Anna notes the contrasts in professionalism between Australian racing and some of the European jurisdictions.
“It can be very casual over there,” she says.
“Jockeys are allowed to have their phones in their rooms and you get all the saddles ready before the first race. So, if you have seven rides, you have seven sets of saddle and gear ready to go, already weighed out before the first. Then you can leave the track.
“If I was riding a horse in the race, I’d just ride it from the stable over to the mounting yard, then just take it down to the barriers
“And if I had a break of a few races, I would – in my silks – go to the supermarket in between and buy chocolates or whatever.”
As an apprentice in Norway, Anna travelled regularly to Sweden and Denmark, “because that’s like going to Bordertown and Naracoorte, three or four hours down the road”.
However, she found her one-meeting experience in Sardinia particularly memorable.
“I flew over there and rode a few races at one meeting and it was interesting, because I think I was the first female jockey to have ridden (in races) there,” she says.
“I got a little write-up in the newspaper, and a few people wanted my autograph when I made it to the track.
“They didn’t have a female changing room or anything like that and it was a pretty big deal that I was a girl.
“I didn’t get to ride a winner, but it was a really cool experience, because I was an absolute nobody, a 4kg-claiming apprentice.”
Anna rode mostly track work in Dubai, plus “a few races”, but describes saddling up horses for Group 1 races as “a huge thrill”.
“I got to work with some amazing jockeys too and I learned a lot from them,” she says.
Anna’s next experience outside of her comfort zone is riding without a claim, as of next week.
“I’m just focusing on maintaining all the support I’ve achieved over the last 12 months at Murray Bridge,” she says.
“I’ve been working really hard… to build up a clientele and I’m on a really good roll at a moment.
“When I come out of my time I want to keep working exactly the way I am and ride for all these trainers, who are being amazing to me at the moment.

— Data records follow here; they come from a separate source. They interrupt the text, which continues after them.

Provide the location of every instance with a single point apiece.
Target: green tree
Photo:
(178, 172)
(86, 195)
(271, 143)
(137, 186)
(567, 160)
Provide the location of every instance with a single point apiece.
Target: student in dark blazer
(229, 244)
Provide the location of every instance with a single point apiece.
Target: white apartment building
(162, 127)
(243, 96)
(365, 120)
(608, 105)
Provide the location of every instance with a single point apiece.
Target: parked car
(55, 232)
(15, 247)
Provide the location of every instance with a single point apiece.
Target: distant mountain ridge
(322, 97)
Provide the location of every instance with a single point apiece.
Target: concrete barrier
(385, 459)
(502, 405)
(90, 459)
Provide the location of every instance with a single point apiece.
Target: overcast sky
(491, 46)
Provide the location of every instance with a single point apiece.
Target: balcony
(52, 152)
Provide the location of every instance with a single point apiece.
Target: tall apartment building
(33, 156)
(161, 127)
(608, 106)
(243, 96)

“It’s a bit scary to come out of my time, as any apprentice will say… but I want to see how far I can take it.”
Anna – who speaks with a surprisingly strong Australian accent, given her relatively short time in this country – says since moving to Adelaide she has been grateful for the support of local trainers, including Murray Bridge-based Michael Hickmott over the past year.
“Michael’s been my boss for the past 12 months and he’s been wonderful to me, I’m truly grateful,” she says.
“I’ve also had amazing support from Dan Clarken and Oopy McGillivray, and Heather Lehmann.”
Anna has 121 career wins, including 47 at metropolitan level. She now has her sights set on an elusive black type winner.
“I’ve been very close a couple of times, on longshots, which seems to be my go,” she says.
“To try to tick off those black type win is probably the next goal in my career.”
Note: Anna will ride at Monday’s Darwin Cup meeting.
PHOTO: One of Anna Jordsjo’s first rides as an apprentice, back home in Norway at Øvrevoll Racecourse, in 2014.